Do Serviço Noticioso Um Mundo A Ganhar (SNUMAG) de 31 de Agosto de 2009, aworldtowinns.co.uk
Bhopais nucleares para o povo indiano?
Em meados de Julho, a Secretária de Estado Hillary Clinton foi à Índia com uma agenda mortífera. A Índia temia uma alteração das suas relações com os EUA com o novo governo de Obama. Além disso, com a visita de Clinton a ocorrer apenas dias depois de a reunião do G8 – um grupo de 8 países desenvolvidos do mundo que inclui os EUA – ter reafirmado um compromisso de não-entrega de tecnologias de enriquecimento e reprocessamento nuclear a países não signatários do Tratado de Não Proliferação Nuclear, a Índia, não signatária desse tratado, pode ter pensado ter razões de preocupação.
Mas Clinton informou desavergonhadamente o mundo: “Nós acabámos de concluir um acordo nuclear civil. Se tudo for feito através de canais adequados e salvaguardado, então ele é apropriado.” (india-server.com/news/hillary-clinton-nuclear-deal-will-be-9284.html). A Índia continuava a ser um “parceiro global”, disse ela, e os dois países iriam prosseguir com os acordos sobre questões militares iniciados por Bush (a venda de aviões e tecnologia militar no valor de milhares de milhões de dólares norte-americanos) e com os acordos nucleares civis.

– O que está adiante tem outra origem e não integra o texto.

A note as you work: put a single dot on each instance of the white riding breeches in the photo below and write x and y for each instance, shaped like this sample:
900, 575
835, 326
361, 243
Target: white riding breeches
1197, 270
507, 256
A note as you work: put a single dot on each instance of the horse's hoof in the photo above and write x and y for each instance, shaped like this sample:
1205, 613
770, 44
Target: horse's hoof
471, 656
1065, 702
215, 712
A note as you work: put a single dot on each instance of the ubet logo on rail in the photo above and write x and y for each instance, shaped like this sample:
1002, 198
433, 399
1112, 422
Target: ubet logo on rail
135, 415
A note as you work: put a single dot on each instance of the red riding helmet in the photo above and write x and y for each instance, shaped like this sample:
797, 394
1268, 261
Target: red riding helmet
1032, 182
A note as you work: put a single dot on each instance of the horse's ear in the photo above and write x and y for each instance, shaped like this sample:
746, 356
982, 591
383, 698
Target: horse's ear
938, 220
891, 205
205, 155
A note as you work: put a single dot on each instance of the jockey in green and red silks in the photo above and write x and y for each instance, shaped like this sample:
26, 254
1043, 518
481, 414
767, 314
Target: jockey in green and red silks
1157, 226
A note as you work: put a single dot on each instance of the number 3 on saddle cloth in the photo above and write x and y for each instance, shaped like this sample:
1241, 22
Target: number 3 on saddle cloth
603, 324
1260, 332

Ela continuou: “Estou muito contente por o primeiro-ministro Singh me ter dito que os locais para dois parques nucleares para empresas norte-americanas foram aprovados pelo governo. Esses parques levarão avante os objectivos do acordo nuclear civil EUA-Índia, facilitando milhares de milhões de dólares em exportações de reactores norte-americanos e criando empregos nesses dois municípios, bem como gerando energia muito necessária para o povo indiano.” Os dois locais têm uma “área significativa” e zonas tampão florestadas que permitem uma futura expansão (Frontline, 1 de Agosto de 2009, tni.org/detail_page.phtml?act_id=19764). Situam-se no Andhra Pradesh, um estado indiano onde os maoistas lideram as massas numa guerra popular que está frequentemente em conflito agudo com a usurpação de terras tribais pelo governo indiano, e no Guzarate. Nos dois estados, o sentimento antigovernamental é elevado entre os pobres e oprimidos.

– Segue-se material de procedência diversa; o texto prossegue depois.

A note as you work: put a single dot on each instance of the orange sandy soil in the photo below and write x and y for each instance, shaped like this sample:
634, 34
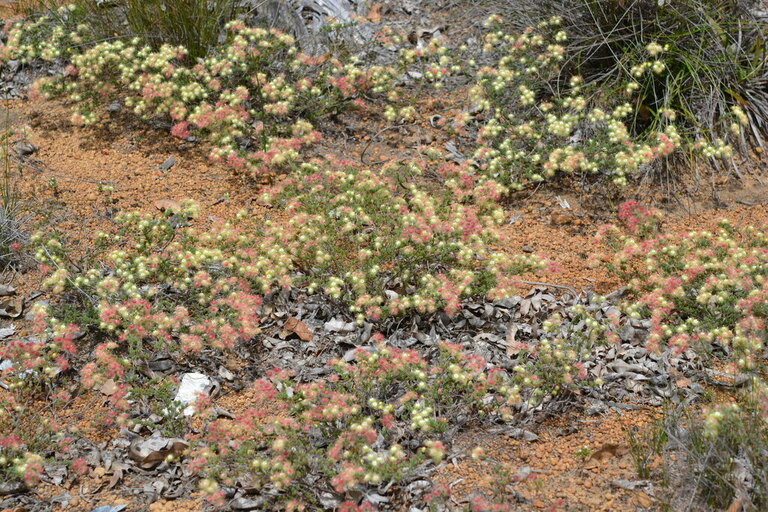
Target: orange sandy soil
127, 155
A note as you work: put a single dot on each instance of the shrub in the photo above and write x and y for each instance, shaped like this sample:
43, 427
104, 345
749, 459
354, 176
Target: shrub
366, 427
254, 98
197, 25
722, 450
534, 124
711, 53
14, 215
30, 435
169, 289
386, 249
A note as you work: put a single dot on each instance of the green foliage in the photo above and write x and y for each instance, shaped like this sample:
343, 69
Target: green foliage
712, 52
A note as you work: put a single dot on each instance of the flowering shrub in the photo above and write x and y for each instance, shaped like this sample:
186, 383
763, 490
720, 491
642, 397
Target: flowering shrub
694, 59
27, 435
723, 451
168, 289
535, 126
386, 249
371, 422
701, 290
254, 98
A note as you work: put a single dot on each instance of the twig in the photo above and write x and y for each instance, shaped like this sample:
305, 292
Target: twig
551, 285
27, 162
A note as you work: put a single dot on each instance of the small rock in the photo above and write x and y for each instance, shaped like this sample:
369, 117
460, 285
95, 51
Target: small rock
558, 219
246, 503
192, 385
24, 148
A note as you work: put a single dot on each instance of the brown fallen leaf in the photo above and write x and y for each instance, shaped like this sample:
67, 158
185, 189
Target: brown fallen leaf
109, 387
167, 205
11, 306
374, 13
604, 453
117, 474
150, 452
299, 328
642, 500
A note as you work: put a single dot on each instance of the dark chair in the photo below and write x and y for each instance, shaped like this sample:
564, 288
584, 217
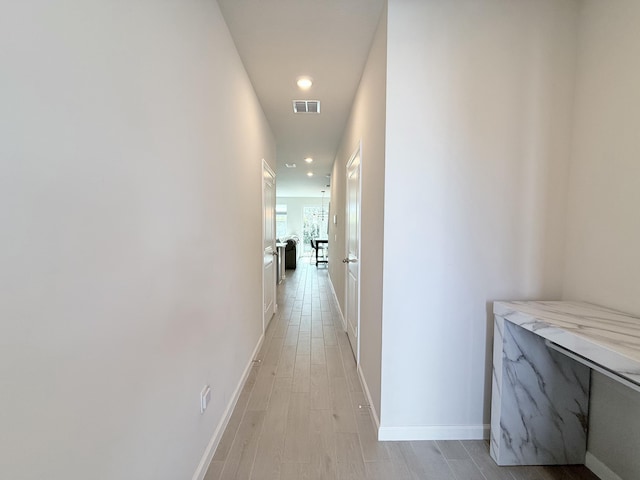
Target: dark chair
290, 255
318, 247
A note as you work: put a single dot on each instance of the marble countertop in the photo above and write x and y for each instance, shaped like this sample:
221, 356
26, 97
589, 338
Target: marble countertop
606, 337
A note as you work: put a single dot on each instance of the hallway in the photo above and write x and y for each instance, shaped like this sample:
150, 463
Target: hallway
299, 416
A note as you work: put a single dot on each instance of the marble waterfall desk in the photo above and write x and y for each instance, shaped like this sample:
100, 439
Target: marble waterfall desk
542, 356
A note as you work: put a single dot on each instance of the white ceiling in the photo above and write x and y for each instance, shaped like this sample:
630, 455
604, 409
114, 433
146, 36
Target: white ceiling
281, 40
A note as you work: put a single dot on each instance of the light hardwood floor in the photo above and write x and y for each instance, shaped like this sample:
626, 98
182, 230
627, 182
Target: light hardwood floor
299, 417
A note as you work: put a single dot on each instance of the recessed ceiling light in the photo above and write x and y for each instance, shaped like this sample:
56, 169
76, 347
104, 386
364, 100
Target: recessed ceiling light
304, 83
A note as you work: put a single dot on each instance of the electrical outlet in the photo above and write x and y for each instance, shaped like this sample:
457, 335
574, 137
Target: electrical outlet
205, 398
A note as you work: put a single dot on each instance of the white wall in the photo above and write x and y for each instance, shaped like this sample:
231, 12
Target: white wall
367, 125
295, 207
478, 121
125, 128
603, 234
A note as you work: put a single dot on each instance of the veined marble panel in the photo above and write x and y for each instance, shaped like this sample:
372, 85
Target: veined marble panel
607, 337
540, 401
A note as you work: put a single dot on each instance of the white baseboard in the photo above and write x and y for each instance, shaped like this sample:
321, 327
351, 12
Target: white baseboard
203, 466
335, 297
365, 388
599, 468
434, 432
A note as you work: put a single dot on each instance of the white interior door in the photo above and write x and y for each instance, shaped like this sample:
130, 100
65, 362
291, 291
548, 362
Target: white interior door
352, 258
269, 243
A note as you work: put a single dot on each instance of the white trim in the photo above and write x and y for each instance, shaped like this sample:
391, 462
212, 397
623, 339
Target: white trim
344, 322
266, 169
356, 154
205, 461
365, 388
434, 432
599, 468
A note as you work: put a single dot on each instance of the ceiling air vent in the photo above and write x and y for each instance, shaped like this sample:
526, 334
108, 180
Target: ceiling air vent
306, 106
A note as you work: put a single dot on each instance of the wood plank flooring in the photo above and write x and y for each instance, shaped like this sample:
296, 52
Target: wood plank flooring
298, 416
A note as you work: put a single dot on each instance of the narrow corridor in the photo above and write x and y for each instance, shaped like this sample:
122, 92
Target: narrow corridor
299, 416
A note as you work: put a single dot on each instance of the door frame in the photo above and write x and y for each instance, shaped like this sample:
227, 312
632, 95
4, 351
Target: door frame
266, 169
356, 153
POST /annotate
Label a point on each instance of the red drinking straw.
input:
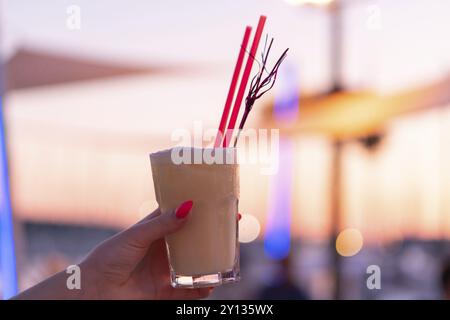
(234, 79)
(243, 85)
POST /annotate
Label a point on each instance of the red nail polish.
(184, 209)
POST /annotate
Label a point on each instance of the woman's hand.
(131, 265)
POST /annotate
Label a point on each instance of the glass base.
(201, 281)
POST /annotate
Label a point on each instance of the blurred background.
(362, 102)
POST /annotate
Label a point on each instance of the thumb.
(142, 234)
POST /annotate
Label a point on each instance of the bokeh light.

A sua visita teve uma escassa divulgação na imprensa ocidental. Na Índia, as notícias sobre a visita de Clinton foram muitas e controversas. Por um lado, os industrialistas indianos (como Ratan Tata) salivaram perante a possibilidade deste novo acordo. Por outro lado, as forças antinucleares prometem uma luta dura e juntaram-se à secção indiana da Campanha Internacional para a Justiça em Bhopal (ICJB) para protestarem contra esse acordo. Elas estão furiosas com a exigência norte-americana de reintrodução de uma lei indiana de protecção das empresas norte-americanas contra a responsabilização por futuros desastres como o da fuga de gás venenoso em Bhopal há 25 anos.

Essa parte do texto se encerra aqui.